Tribal epithet for the descendants of the second king of Osraige

Dál Birn ("portion" of Birn) is a tribal epithet found in Irish sources which refers to the descendants of Loegaire Birn Buadach, the hereditary ruling lineage of the kingdom of Osraige in Ireland.

==Lineage==
This illustrious lineage produced Osraige's native kings and lords- all claimed to be commonly descended on the paternal line from the second-century king Loegaire Birn Buadach (Loegaire Birn "the Victorious"), son of Óengus Osrithe and gave rise to a number of related individuals and later, clans which remained intact and identifiable into the modern era. Yet, the controversial scholar, T. F. O'Rahilly, considered Loegaire Bern Buadach, the mythical ancestor Dál Birn, was the 'same personage as the Loegaire Buadach of the Ulidian tradition' and, therefore, were not Laigin. The term Dál Birn was in use long before the advent of surnames in Ireland, yet because of long-standing oral and written traditions in Ireland, it continued to be used as a mark of hereditary distinction in sources composed through the twelfth century after the common advent of surnames.

For a two-hundred year period beginning the late fifth century, the native Dál Birn kings were temporarily displaced by an allied Corcu Loígde dynasty which ruled Osraige until finally being overthrown. A number of the Corcu Loígde kings are recorded as being periodically slain by the native inhabitants of Osraige until the re-establishment of the Dál Birn. Dál Birn descendants remained in control of parts of Osraige, even after the Norman Invasion of Ireland, with the continuation of the Mac Giolla Phádraig lordship in Upper Ossory, and O'Brennan control of Idough.
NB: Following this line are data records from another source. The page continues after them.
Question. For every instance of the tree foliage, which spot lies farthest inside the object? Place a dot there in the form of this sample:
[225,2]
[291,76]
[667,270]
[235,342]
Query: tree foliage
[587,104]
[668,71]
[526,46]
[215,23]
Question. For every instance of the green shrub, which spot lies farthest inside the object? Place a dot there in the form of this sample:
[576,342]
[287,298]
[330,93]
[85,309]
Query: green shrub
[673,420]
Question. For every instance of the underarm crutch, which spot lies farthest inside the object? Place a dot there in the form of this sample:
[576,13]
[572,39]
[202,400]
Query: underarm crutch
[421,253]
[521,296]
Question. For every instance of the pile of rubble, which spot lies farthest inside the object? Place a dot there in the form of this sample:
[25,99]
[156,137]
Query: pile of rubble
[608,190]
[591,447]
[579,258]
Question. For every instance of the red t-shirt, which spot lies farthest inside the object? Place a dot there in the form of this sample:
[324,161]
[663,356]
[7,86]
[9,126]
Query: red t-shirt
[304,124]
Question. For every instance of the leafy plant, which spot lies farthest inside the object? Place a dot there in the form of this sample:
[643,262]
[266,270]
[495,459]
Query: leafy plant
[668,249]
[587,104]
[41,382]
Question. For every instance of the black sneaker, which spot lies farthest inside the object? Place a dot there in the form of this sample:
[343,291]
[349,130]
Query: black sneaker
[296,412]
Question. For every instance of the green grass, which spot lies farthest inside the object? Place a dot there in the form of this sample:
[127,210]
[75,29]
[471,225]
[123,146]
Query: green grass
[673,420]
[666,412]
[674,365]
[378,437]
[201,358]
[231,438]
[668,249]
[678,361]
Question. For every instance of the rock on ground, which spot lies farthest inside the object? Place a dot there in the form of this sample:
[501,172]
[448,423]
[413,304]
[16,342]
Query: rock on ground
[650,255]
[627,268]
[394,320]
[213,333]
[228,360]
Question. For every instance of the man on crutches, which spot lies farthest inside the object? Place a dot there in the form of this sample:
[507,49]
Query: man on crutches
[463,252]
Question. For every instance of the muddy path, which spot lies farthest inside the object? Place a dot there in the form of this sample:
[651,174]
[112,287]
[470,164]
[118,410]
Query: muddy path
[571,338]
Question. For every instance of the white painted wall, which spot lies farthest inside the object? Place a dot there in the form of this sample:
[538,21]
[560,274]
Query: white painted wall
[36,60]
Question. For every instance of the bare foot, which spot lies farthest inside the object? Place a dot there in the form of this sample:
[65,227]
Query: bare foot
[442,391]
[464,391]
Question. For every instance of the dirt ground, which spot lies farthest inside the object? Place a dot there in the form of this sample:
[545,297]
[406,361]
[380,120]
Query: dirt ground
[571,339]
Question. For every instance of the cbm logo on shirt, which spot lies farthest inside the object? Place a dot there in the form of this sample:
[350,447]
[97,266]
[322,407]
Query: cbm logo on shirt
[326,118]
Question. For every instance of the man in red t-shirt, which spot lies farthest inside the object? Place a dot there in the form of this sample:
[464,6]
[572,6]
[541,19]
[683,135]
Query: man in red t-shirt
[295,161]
This senior Dál Birn lineage historically remained the most visible and in possession of an original portion of Osraige until the death of Bernard FitzPatrick, 2nd Baron Castletown, in 1937.

==Sources==
The term or its equivalent is found in a number of early and high medieval Irish sources, including Codex Salmanticensis and Codex Kilkenniensis in the vitae of St. Ciarán of Saighir; the Félire Óengusso, and in Bodleian Library, MS Rawlinson B 502.

==Dál Birn descendants==

===Lineages===
In addition to all the native Ossorian kings (not counting the Corcu Loígde), a number of other notable family names descend from Dál Birn:
- Mac Giolla Phádraig of Osraige, which in the mid-sixteenth century Normanized their surname to Fitzpatrick. From these spring the Barons and Earls of Upper Ossory, Gowran, and Castletown.
- Ua Braonáin (or Ó Braonáin) of Idough, descended from Braonáin, a younger son of Cerball mac Dúnlainge, Anglicized to O'Brennan.